Graph of the dependencies between the annotations

Meta data fields

In addition to the annotation layers, each document has also meta data fields which are stored in the .meta file next to each EXMARaLDA file. The meta data is also included in the ANNIS format.

field name type description
speaker-id String
formality String informal/formal
mode String spoken/written
speaker-bilingual Boolean yes/no
elicitation-session Number 1 (monolinguals, bilinguals in first session)
2 (bilinguals in second session)
elicitation-language String Language that is elicited from the speaker
elicitation-country String
elicitation-order Number 1-8
elicitator-good-id String project- and people-number of "good cop"
elicitator-bad-id String project- and people-number of "bad cop"
elicitation-date String 2018-XX-XX
transcriber-id String comma-separated list of project- and person-number XX-XX
normalizer-id String comma-separated list of project- and person-number XX-XX
annotator-id String comma-separated list of project- and person-number XX-XX
speaker-language-s String Languages as given by the participants and separated by comma
speaker-age-group String children/adolescents/adults
speaker-gender String m/f/d
speaker-age Number two-digit number year
speaker-AoO Number Age Of Onset in years (two-digits)
speaker-AoO-answer Number complete, but anonymized answer string
speaker-personality-score-X Number Personality score (1-7) for each of the questions 1-6 of the personality test
speaker-extravert-score Number aggregated extravert score

cu (Communication Unit)

Value set: open

Segmentation and transcription of Communication Units For spoken data, the start and the end of the CUs are manually aligned with the audio.

See the transcriptions guidelines for details.

Processing steps

# type step output format
1 manual Transcription exb

dipl (Tokenization)

Value set: open

Automatic tokenization of the text into words.

  • as defined by the TreeTagger tokenization script
  • extra handling for emojis and pauses

Language-specific differences

  • language specific abbreviations

Processing steps

# type step output format
1 automatic TreeTagger exb

norm (corpus-wide normalization)

Value set: open

A common normalization that is the same for written and spoken data.
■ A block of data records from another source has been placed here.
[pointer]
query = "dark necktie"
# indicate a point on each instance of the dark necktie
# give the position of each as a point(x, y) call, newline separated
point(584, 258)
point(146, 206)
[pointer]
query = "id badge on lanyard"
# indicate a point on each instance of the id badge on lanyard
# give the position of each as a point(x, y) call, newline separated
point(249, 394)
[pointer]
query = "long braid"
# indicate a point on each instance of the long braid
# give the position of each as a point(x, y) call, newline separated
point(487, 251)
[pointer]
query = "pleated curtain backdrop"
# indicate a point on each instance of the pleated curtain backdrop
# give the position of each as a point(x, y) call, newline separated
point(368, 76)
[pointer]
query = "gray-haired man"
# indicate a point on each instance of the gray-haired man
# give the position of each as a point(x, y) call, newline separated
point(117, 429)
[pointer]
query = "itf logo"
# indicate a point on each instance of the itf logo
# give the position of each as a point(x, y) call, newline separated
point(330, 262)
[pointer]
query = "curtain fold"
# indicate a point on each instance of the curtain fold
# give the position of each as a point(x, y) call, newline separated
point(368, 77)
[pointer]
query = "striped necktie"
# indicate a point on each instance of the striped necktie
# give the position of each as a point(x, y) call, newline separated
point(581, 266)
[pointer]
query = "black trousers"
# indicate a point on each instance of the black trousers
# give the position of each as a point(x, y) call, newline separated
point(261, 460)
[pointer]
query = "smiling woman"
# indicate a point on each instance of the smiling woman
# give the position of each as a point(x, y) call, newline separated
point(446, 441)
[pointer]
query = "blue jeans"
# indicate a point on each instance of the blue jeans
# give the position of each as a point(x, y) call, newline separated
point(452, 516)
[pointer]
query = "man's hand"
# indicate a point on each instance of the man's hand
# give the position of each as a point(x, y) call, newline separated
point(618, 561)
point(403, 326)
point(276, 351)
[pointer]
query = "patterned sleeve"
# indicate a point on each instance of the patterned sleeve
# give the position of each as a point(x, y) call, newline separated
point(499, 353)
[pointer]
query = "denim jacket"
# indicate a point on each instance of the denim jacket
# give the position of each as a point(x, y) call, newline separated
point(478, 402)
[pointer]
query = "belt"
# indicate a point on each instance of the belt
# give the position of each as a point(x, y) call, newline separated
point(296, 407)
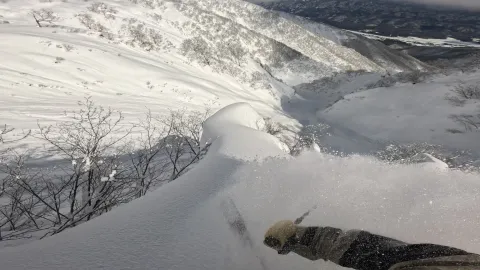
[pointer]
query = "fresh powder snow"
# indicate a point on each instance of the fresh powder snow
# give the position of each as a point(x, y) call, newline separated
point(183, 225)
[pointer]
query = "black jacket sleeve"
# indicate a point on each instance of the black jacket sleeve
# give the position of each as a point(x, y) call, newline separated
point(363, 250)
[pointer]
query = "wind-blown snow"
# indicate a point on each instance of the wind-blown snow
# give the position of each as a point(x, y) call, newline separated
point(183, 225)
point(408, 113)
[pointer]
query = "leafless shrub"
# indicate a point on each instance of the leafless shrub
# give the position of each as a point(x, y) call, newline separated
point(403, 153)
point(197, 49)
point(6, 131)
point(91, 24)
point(143, 36)
point(102, 8)
point(44, 16)
point(101, 167)
point(308, 138)
point(272, 128)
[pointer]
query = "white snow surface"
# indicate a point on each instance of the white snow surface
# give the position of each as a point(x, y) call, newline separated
point(417, 41)
point(183, 224)
point(407, 113)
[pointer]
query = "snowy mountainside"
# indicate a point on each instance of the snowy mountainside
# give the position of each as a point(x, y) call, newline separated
point(187, 223)
point(180, 54)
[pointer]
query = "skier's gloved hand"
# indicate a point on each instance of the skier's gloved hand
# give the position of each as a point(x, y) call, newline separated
point(282, 236)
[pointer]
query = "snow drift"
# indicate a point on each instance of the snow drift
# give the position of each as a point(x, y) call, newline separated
point(185, 224)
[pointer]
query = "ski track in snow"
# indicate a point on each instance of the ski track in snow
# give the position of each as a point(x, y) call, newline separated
point(183, 224)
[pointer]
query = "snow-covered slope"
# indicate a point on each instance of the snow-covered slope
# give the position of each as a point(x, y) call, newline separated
point(408, 113)
point(190, 223)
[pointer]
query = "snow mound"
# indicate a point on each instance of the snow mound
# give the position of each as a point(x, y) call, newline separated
point(240, 119)
point(190, 223)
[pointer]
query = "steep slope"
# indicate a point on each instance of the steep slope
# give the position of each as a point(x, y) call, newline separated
point(245, 179)
point(164, 55)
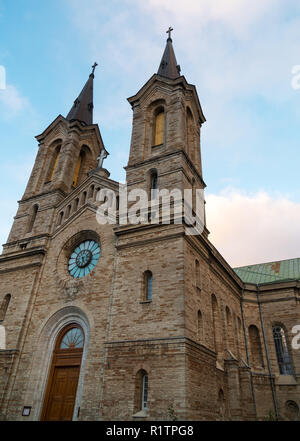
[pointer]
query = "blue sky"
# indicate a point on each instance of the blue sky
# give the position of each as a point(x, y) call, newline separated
point(237, 53)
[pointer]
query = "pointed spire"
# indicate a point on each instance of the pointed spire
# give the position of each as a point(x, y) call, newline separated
point(168, 66)
point(82, 109)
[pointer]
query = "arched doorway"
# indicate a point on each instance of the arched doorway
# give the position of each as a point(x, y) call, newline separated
point(64, 374)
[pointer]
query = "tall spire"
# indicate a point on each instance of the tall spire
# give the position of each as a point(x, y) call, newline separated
point(82, 109)
point(168, 66)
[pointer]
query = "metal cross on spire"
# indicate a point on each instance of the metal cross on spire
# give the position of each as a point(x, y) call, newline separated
point(94, 67)
point(169, 31)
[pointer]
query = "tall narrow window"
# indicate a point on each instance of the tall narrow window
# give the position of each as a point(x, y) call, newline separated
point(77, 169)
point(154, 184)
point(145, 392)
point(255, 347)
point(4, 306)
point(282, 352)
point(197, 270)
point(159, 128)
point(60, 218)
point(229, 330)
point(141, 391)
point(54, 163)
point(200, 327)
point(148, 278)
point(190, 134)
point(32, 218)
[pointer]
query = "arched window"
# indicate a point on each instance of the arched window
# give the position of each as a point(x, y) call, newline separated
point(197, 271)
point(53, 163)
point(282, 352)
point(144, 392)
point(68, 211)
point(4, 306)
point(153, 184)
point(190, 134)
point(255, 347)
point(221, 404)
point(32, 218)
point(240, 337)
point(60, 218)
point(83, 200)
point(78, 169)
point(92, 188)
point(200, 327)
point(159, 127)
point(215, 316)
point(228, 328)
point(141, 391)
point(148, 279)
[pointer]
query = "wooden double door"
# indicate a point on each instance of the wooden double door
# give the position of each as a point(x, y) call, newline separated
point(63, 377)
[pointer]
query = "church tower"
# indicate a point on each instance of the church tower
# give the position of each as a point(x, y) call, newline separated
point(124, 320)
point(68, 149)
point(167, 120)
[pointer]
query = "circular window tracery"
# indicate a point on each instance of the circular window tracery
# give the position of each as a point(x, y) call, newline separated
point(84, 258)
point(72, 339)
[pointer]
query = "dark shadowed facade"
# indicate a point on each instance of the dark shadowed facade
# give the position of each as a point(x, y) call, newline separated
point(108, 322)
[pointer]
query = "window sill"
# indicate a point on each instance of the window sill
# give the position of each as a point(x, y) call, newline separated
point(286, 380)
point(140, 414)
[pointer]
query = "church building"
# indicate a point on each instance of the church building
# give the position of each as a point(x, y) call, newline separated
point(123, 321)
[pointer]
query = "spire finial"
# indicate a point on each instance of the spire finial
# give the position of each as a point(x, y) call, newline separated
point(169, 32)
point(94, 67)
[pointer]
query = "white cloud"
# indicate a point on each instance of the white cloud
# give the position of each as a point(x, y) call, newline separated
point(11, 101)
point(248, 229)
point(238, 14)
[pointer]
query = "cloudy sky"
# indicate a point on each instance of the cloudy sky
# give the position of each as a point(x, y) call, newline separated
point(240, 55)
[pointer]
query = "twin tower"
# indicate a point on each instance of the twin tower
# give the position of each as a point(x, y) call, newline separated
point(164, 151)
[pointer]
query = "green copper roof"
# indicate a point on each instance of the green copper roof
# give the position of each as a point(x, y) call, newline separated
point(270, 272)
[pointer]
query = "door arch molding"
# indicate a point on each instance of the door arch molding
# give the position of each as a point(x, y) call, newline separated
point(42, 356)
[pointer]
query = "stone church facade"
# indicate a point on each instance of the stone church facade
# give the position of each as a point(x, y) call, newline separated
point(137, 322)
This allows a search across registers.

  • segmented into graphemic words
  • emojis are a single word
  • text messsage acronyms are treated as single word
  • punctuation is considered a token if not part of an emoji
  • following standard orthography
  • no word order corrections
  • no grammatical corrections

Language-specific differences

  • script is normalized to language standard
  • each language decided on
    • orthographic standard
    • clitics
    • script

Processing steps

# type step output format
1 automatic Copy base text exb
2 manual Normalize exb

lemma (Lemmatization)

Value set: open

Lemmatization based on the normalization (norm).

Processing steps

# type step output format
1 automatic lemmatization (part of the POS-tagging) exb
2 manual correction exb

pos (Universal part of speech)

Value set: closed

Part of speech annotation using the Universal POS tags.

Processing steps

# type step output format
1 automatic Automatic POS tagging exb

pos_lang (Language specific Part of speech)

Value set: closed

Part of speech annotation with a tag-set for each language.

  • there is one common tag-set for each language
  • text message acronyms get their own tag manually (or if the tagger supports it, automatically)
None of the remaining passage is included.